The switching question
A frequently underappreciated asymmetry:
- From Medigap to MA: Easy. During the annual enrollment period (October 15–December 7), you can drop your Medigap and enroll in an MA plan effective January 1. No medical underwriting.
- From MA back to Medigap: Often hard. You can return to Original Medicare during open enrollment, but getting a Medigap policy then usually requires medical underwriting (which can mean higher premiums or denial). A few states make this easier; most don't.
This asymmetry matters. Many people start on Medicare Advantage attracted by low premiums, then later wish to switch to Medigap as their health changes — and discover the door has effectively closed in their state.
Practical implication: if you have any concern about future health changes or want to preserve flexibility, starting on Medigap and potentially switching to MA later is the safer path.
Trial right and other state-specific protections
Federal law provides a 12-month trial right: if you enroll in MA when first eligible at age 65, you can return to Original Medicare and get a Medigap policy without underwriting within 12 months.
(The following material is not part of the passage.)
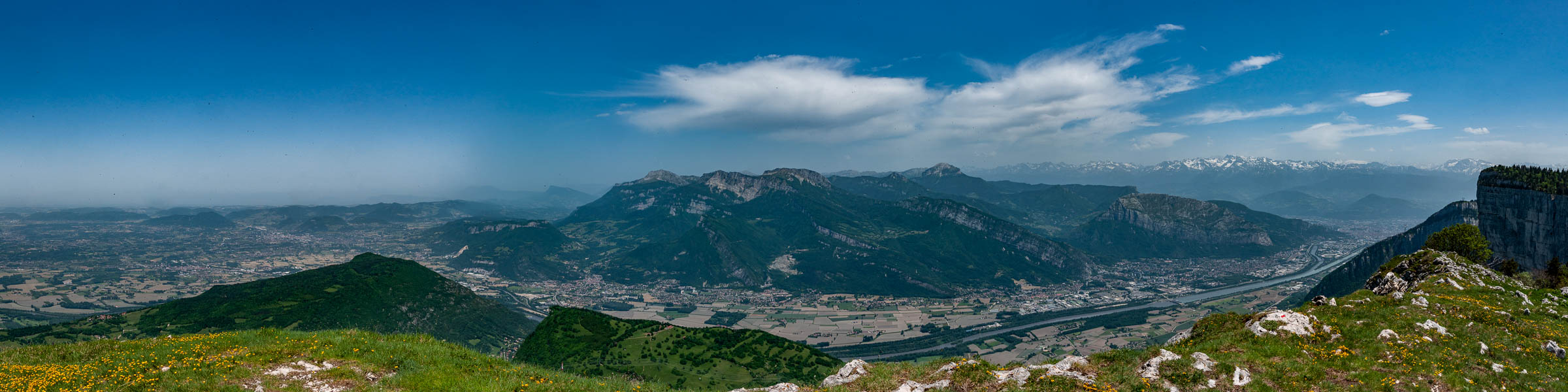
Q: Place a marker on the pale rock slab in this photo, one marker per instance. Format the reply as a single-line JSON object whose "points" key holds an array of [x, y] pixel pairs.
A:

After that 12-month window, the protection ends. This is a critical safety net for new enrollees who try MA and don't like it.
Several states extend this further with continuous open enrollment, birthday rules, or anniversary rules. New York and Connecticut have effectively continuous Medigap open enrollment. California, Oregon, Idaho, Missouri, Maine, Washington, and others have specific annual switching windows or rules. Check your state's specific protections — they can dramatically change the optionality of your initial choice.
Bottom line
Medigap (with Original Medicare and a Part D plan) gives you maximum flexibility, broadest provider access, lowest administrative friction, and highest predictable out-of-pocket protection — at higher monthly premiums.
Medicare Advantage gives you lower monthly premiums, bundled extras like dental and vision, and a unified plan structure — at the cost of network restrictions, prior authorization friction, and variable out-of-pocket costs in heavy-use years.
The right choice depends on your health, your budget, your state's switching rules, and your tolerance for administrative friction. In general: healthy beneficiaries with good MA networks in their area often do well on Advantage; chronically ill beneficiaries or frequent travelers tend to come out ahead on Medigap. The decision is consequential and worth making with full information rather than under the pressure of a Medicare TV ad.